# Lever-y



## bakingjames (Nov 13, 2020)

https://i.ibb.co/wM6rV2d/6-E01117-D-A367-4-E21-AE7-B-82157-EFABF0-C.jpg

Here's me! Recent bout of upgraditis settled with a Weber HG-1 (got a great deal from the owner on a scratched factory second... at least, that's how I justify it). Accompanies my moderately-modded post-millennium Pavoni.

Had to align the burrs out of the box and put more than a kilo of rice through the grinder to pull a decent shot, and now it's excellent. It's hard to know just how much better it is than my old Mazzer Mini, but the salt of my sweat and the lightness of my wallet surely improves things. Only issue is the static. THAT STATIC. Blind tumbler and plastic static wiper is necessity.

The machines are not polished as they should be, apologies.

James


----------



## The Systemic Kid (Nov 23, 2012)

Trying misting the beans a little - helps kill static.


----------



## bakingjames (Nov 13, 2020)

The Systemic Kid said:


> Trying misting the beans a little - helps kill static.

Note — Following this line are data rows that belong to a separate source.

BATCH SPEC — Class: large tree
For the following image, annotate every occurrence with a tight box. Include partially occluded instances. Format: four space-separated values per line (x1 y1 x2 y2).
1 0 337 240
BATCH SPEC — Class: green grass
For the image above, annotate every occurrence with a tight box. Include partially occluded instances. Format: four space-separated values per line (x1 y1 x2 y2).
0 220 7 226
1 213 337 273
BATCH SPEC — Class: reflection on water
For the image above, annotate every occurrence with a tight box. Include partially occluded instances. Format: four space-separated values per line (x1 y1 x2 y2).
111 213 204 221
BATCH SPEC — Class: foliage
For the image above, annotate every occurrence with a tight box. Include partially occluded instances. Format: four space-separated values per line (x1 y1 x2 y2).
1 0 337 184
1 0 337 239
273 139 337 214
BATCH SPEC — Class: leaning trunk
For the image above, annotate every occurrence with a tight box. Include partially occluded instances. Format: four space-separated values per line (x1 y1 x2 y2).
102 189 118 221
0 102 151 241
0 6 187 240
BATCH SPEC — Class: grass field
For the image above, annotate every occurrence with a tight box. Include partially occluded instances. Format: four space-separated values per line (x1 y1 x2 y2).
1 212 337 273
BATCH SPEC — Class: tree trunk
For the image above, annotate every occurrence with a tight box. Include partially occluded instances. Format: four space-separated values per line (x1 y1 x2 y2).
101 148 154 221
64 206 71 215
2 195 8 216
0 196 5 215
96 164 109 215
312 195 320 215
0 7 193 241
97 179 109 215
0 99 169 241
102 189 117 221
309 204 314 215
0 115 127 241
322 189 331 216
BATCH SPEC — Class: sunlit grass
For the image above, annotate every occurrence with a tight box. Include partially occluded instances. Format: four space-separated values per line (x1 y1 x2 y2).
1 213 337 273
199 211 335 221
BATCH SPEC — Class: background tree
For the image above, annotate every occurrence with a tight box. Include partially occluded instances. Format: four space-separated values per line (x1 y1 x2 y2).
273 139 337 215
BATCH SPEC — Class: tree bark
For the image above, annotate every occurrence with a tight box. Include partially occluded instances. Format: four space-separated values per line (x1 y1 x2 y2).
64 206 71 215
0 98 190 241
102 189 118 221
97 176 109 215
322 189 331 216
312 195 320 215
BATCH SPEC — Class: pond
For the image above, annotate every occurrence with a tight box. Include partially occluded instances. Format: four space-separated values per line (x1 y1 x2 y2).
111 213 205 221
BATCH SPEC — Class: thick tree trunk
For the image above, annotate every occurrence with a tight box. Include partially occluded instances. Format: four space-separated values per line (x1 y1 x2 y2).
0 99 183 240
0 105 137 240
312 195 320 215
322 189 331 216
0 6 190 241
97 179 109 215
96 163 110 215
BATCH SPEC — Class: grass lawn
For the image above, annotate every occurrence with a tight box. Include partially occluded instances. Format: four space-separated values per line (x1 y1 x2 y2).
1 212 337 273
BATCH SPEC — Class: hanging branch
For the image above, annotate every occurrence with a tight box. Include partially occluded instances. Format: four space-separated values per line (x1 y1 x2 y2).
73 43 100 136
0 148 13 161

 I've tried this and found it only worked a little! Saw the revolutionary results people with OE Pharoses and previews LWs have posted, but it didn't do much for me. It's quite a bit better with darker roasts, for example I found a stark difference switching from quite light roasted, high altitude Ethiopian beans to darker beans more suited to espresso. But still, maybe I'm just not using enough water. Would love to not have to use the static wiper.


----------



## truecksuk (Sep 22, 2011)

Having owned a hg1 i can say that the spray worked 99.9% of the time! I wonder whats changed on the newer generations?!


----------